In the national press Bret Stephens at the Wall Street Journal and the Journal's editorial board have raised significant objections to his nomination. The New York Times and the Washington Post predictably responded with one of their abusive ad hominem campaigns.
For example, a New York Times editorial Tuesday calls Hagel's critics "dishonest":
Mr. Hagel's independence and willingness to challenge Republican orthodoxy on Iraq, sanctions on Iran and other issues - both in the Senate and later as an administration adviser - have so alarmed neocons, hard-line pro-Israel interest groups and some Republican senators that they unleashed a dishonest campaign to pre-emptively bury the nomination. It failed, but the confirmation process could be bruising. The opponents are worried that Mr. Hagel will not be sufficiently in lock step with the current Israeli government and cannot be counted on to go to war against Iran over its nuclear program if it comes to that.
Richard Cohen at the Washington Post goes further in his op-ed piece, "The tarring of Chuck Hagel," accusing Bret Stephens of "character assassination." Cohen reduces the many negatives Stephens lists to one minor verbal misstep:
Chuck Hagel is accused of uttering the no-no phrase "the Jewish lobby" - supposedly a virtual confession of anti-Semitism.
The actual phrase that Stephens objected to, not reported by Cohen, was: "the Jewish lobby intimidates a lot of people up here.
Talking about a Jewish lobby that wants a national holiday on Yom Kippur isn't anti-Semitic. Talking about an Israeli lobby that petitions Congress on behalf of Israel is not anti-Semitic. There is however a long history of anti-Semitic accusations dating back to the middle ages that an international Jewish conspiracy runs the world. Hitler believed that Jewish bankers ran international finance, and Henry Ford wrote pamphlets about the threat of "the international Jew." A few years ago Oliver Stone blamed the "Jewish control of the media" for preventing an open discussion about the Holocaust. One aspect of this conspiracy theory is that the "Jewish lobby" in Washington controls U.S. foreign policy, against the best interests of the United States.
In 2007, Harvard professor Steven Walt and University of Chicago professor John Mearsheimer published The Israel Lobby and U.S. Foreign Policy. According to critics the book is anti-Semitic, while its supporters claim it's simply a realistic report of the facts that others are afraid to whisper. As Bret Stephens points out, the authors avoid the phrase "Jewish lobby," in favor of "Israel lobby." A 2006 article in the London Review of Books summarized some of their arguments:
Why has the US been willing to set aside its own security and that of many of its allies in order to advance the interests of another state? ... Instead, the thrust of US policy in the region derives almost entirely from domestic politics, and especially the activities of the 'Israel Lobby'. Other special-interest groups have managed to skew foreign policy, but no lobby has managed to divert it as far from what the national interest would suggest, while simultaneously convincing Americans that US interests and those of the other country - in this case, Israel - are essentially identical.
Critics of Israel positively foam at the mouth if anyone raises the charge of anti-Semitism, and it's true that no government ought to be off bounds and above criticism.
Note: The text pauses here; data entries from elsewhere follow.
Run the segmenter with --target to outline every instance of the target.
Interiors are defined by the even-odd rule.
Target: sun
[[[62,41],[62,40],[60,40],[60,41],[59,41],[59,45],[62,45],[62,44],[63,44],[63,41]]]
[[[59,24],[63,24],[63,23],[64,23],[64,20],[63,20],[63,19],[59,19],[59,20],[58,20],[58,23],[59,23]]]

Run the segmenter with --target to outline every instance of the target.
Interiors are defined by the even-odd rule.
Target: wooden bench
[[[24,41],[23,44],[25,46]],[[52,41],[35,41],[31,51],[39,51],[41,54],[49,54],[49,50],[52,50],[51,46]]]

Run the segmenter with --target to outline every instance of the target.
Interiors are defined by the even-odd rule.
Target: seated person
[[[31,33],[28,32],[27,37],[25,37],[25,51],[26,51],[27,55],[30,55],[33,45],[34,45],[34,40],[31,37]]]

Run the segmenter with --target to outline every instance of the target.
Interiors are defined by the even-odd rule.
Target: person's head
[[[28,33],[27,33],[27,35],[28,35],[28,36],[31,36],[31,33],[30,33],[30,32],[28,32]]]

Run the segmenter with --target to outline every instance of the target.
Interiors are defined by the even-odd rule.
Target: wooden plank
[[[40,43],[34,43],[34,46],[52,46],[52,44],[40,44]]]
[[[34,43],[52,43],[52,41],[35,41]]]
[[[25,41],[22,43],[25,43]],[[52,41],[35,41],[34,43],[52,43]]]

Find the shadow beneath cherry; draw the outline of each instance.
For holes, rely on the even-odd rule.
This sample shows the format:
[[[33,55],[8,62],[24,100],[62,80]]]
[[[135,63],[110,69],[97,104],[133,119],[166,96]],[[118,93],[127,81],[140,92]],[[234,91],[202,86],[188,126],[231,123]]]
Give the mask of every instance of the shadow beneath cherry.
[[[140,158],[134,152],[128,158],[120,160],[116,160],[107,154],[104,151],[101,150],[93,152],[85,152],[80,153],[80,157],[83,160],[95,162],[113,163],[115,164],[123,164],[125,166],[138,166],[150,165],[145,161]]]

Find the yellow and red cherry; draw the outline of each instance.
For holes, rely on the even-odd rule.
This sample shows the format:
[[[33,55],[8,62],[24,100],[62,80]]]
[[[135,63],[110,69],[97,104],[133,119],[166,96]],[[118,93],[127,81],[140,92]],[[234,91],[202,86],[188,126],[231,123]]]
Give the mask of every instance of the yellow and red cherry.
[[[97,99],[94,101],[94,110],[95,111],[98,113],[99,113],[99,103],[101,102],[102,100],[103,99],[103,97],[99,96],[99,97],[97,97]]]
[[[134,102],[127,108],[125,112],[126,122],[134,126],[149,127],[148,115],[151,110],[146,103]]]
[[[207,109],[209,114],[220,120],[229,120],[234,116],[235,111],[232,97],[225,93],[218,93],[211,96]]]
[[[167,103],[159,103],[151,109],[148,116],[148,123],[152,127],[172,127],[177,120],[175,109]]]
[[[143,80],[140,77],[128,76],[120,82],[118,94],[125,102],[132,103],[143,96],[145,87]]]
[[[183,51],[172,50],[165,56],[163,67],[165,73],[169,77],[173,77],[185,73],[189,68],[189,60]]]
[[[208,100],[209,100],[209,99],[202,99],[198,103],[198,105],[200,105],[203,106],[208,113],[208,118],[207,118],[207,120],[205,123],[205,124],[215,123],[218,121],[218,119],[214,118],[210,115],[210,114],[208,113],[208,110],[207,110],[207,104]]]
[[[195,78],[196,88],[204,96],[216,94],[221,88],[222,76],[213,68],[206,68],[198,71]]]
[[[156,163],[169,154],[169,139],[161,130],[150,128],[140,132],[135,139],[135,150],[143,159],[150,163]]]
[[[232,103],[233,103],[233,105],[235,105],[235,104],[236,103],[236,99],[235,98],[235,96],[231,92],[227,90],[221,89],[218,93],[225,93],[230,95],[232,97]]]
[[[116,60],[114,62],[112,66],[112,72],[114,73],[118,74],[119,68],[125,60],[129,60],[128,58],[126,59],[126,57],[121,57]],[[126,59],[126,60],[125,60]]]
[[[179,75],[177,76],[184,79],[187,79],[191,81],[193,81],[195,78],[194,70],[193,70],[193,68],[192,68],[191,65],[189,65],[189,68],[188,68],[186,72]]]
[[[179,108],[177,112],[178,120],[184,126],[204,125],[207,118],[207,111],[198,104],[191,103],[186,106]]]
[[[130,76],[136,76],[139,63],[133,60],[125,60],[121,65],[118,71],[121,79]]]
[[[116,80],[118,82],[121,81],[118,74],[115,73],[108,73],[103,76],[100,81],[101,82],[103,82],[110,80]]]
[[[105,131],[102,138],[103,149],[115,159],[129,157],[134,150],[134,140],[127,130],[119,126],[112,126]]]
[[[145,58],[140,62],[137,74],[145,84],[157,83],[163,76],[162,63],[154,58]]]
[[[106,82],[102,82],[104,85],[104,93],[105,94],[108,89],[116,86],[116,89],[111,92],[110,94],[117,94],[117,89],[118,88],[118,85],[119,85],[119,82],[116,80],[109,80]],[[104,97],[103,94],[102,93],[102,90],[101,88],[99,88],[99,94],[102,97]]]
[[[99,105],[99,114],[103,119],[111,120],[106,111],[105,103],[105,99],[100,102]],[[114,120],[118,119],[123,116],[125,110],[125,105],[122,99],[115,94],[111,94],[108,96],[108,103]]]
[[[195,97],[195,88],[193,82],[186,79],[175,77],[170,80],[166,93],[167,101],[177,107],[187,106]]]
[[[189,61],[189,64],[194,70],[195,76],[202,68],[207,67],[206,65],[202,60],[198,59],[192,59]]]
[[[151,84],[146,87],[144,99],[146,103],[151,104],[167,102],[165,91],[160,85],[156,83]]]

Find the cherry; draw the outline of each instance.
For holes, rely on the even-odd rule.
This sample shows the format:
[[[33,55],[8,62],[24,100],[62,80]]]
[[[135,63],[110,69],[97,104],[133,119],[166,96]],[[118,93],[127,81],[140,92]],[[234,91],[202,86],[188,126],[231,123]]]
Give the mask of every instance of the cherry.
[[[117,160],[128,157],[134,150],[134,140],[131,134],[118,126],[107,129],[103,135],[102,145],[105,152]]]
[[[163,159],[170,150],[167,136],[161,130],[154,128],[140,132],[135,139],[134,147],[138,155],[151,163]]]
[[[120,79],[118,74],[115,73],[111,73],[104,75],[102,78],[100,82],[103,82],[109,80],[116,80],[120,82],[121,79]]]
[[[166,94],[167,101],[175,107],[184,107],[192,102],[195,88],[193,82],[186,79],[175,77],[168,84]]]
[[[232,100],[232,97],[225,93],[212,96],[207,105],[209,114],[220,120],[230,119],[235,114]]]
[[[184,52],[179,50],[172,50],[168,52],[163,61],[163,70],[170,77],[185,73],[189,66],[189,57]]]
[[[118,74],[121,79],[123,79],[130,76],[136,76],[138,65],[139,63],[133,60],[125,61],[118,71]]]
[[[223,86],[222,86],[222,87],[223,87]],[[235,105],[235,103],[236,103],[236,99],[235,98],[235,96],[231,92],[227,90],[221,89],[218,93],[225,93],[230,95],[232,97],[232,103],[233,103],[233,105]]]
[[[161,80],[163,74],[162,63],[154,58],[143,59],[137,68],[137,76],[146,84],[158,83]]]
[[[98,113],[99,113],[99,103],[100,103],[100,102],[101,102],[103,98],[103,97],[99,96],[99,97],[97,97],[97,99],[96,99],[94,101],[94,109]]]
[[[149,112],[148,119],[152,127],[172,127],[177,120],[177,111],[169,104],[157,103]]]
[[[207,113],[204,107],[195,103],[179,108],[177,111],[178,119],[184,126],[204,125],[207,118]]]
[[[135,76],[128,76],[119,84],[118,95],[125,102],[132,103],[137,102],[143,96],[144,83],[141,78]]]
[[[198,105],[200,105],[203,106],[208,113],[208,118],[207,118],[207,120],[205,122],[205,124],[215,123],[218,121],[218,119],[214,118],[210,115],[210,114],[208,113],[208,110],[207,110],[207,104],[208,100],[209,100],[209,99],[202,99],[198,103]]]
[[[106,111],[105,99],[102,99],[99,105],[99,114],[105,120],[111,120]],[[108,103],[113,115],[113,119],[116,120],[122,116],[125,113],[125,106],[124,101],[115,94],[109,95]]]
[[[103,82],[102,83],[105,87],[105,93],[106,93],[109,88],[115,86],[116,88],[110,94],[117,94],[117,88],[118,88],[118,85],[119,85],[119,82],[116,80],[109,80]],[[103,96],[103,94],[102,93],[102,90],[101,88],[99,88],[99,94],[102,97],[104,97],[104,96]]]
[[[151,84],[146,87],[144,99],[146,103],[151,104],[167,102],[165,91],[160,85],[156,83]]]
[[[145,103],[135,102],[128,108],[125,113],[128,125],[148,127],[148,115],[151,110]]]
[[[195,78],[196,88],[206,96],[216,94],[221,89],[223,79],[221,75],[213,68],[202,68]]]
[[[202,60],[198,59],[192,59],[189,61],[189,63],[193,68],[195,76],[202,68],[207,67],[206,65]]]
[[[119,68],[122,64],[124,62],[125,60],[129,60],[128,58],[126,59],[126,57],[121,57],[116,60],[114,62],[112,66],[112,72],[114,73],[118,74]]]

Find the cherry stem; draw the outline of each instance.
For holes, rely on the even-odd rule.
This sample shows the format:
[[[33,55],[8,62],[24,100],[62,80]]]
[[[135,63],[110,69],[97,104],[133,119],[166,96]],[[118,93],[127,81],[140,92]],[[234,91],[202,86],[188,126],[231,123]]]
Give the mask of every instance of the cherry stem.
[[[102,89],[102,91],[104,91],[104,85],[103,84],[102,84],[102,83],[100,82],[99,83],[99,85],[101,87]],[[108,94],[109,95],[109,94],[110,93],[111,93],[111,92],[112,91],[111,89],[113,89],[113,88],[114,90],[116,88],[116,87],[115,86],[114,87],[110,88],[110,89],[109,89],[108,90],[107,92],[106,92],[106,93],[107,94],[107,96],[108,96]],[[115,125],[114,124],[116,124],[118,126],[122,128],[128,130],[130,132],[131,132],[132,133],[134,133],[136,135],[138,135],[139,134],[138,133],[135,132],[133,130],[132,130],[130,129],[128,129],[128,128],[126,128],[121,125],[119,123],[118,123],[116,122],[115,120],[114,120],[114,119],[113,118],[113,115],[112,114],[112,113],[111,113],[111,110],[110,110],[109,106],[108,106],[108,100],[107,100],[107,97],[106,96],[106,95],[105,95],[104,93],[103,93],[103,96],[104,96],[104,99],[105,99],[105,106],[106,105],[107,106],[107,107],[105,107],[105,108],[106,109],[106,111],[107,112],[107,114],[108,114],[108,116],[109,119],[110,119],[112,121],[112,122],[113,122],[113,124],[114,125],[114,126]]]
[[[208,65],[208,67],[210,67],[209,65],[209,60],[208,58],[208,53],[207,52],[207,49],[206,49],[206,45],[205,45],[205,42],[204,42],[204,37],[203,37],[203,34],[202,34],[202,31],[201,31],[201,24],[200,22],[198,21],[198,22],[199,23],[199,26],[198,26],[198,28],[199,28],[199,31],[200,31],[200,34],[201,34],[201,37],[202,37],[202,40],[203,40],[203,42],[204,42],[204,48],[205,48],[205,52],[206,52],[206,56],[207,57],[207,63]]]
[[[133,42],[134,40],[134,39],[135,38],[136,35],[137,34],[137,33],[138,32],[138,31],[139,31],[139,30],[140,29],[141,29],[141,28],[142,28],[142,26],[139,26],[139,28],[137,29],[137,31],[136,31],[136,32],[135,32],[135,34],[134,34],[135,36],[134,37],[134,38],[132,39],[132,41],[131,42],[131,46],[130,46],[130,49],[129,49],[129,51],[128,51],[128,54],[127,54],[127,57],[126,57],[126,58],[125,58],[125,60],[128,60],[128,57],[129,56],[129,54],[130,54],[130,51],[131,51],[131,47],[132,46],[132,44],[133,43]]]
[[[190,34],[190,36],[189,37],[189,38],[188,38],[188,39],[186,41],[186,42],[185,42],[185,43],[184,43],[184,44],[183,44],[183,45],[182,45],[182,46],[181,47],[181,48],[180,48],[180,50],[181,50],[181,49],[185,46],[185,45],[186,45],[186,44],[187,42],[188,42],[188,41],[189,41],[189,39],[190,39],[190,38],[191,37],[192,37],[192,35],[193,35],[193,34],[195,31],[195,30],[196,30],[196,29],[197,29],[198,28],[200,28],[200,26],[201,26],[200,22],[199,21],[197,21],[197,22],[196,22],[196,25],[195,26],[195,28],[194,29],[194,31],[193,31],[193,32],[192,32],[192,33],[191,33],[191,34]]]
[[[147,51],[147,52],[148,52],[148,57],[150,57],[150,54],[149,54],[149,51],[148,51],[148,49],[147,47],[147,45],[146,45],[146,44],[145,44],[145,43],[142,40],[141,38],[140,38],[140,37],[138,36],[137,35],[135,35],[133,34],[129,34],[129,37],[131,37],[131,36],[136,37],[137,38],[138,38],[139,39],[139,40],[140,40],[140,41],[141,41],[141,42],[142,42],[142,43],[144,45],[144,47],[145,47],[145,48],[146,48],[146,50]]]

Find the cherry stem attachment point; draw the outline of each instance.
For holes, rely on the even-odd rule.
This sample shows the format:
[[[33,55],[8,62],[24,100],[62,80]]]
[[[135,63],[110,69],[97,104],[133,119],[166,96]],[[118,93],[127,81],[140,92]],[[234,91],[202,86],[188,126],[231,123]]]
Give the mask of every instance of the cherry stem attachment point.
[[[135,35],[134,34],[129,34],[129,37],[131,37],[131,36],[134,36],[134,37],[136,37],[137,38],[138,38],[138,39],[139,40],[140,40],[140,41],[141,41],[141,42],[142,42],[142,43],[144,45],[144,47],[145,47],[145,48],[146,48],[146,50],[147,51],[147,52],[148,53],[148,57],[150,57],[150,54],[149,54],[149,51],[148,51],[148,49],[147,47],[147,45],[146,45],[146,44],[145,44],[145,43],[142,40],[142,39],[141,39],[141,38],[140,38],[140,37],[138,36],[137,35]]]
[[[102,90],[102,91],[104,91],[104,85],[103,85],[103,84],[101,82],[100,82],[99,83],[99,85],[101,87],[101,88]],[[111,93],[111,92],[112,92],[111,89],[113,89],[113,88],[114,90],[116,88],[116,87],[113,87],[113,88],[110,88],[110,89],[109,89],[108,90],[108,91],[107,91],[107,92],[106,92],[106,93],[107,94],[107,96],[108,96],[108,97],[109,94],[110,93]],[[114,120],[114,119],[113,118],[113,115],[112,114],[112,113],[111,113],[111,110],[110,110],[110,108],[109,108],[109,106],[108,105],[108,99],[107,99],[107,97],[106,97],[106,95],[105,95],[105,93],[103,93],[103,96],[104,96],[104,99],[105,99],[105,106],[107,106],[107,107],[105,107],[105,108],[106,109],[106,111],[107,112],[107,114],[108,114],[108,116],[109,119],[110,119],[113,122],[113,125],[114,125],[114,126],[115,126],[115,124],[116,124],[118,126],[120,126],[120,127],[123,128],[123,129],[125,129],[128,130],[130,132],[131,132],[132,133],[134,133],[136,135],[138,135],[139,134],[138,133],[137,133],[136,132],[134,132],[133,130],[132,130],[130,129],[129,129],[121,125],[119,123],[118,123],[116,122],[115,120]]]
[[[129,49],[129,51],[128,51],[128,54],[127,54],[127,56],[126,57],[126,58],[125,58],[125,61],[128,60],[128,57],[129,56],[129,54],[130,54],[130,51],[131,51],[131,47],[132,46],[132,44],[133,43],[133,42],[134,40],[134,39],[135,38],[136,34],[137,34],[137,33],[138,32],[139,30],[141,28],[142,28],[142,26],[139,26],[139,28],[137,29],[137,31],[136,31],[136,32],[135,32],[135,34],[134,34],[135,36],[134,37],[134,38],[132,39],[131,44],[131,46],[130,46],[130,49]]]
Walt and Meersheimer however go further than policy disagreements with Israeli politicians, and their article is strewn with statements like, "the US has a terrorism problem in good part because it is so closely allied with Israel, not the other way around."
It would be stupid to equate Chuck Hagel with anti-Semites like Hitler or Henry Ford, but in a time when Israel's existence is threatened, it's fair that Hagel be grilled about his past comments.
Unless Hagel was somehow taken out of context, his statement appears to be consonant with the Walt/Meersheimer description of an all-powerful Israeli lobby. Another Hagel quote not mentioned by Richard Cohen: "I'm not an Israeli senator. I'm a United States senator," implying that many of his colleagues are in the pockets of the Jewish lobby.
Cohen's article in the Washington Post however reduces the "Jewish lobby" comment to a matter of political correctness, revealing the hypocrisy of the "anti-PC Wall Street Journal." Cohen bizarrely argues that back when Hagel made the statement, everyone used the phrase, just like, according to Cohen, everyone called women "girls" back in the 1970s. (Huh?)
Cohen then goes on to add his own version of the Jewish-puppet-masters-pull-the-strings-in-Congress myth:
In fact, [Hagel] could be the necessary corrective to the Netanyahu government's expectation that anything Israel wants from Washington it's entitled to get.
Really? Under four years of Obama, Israel gets anything it wants?
Call it Standard Leftist Operating Procedure. SLOP. When someone disagrees, don't argue; dishonestly accuse them of dishonesty, assassinate their character by indicting them for character assassination.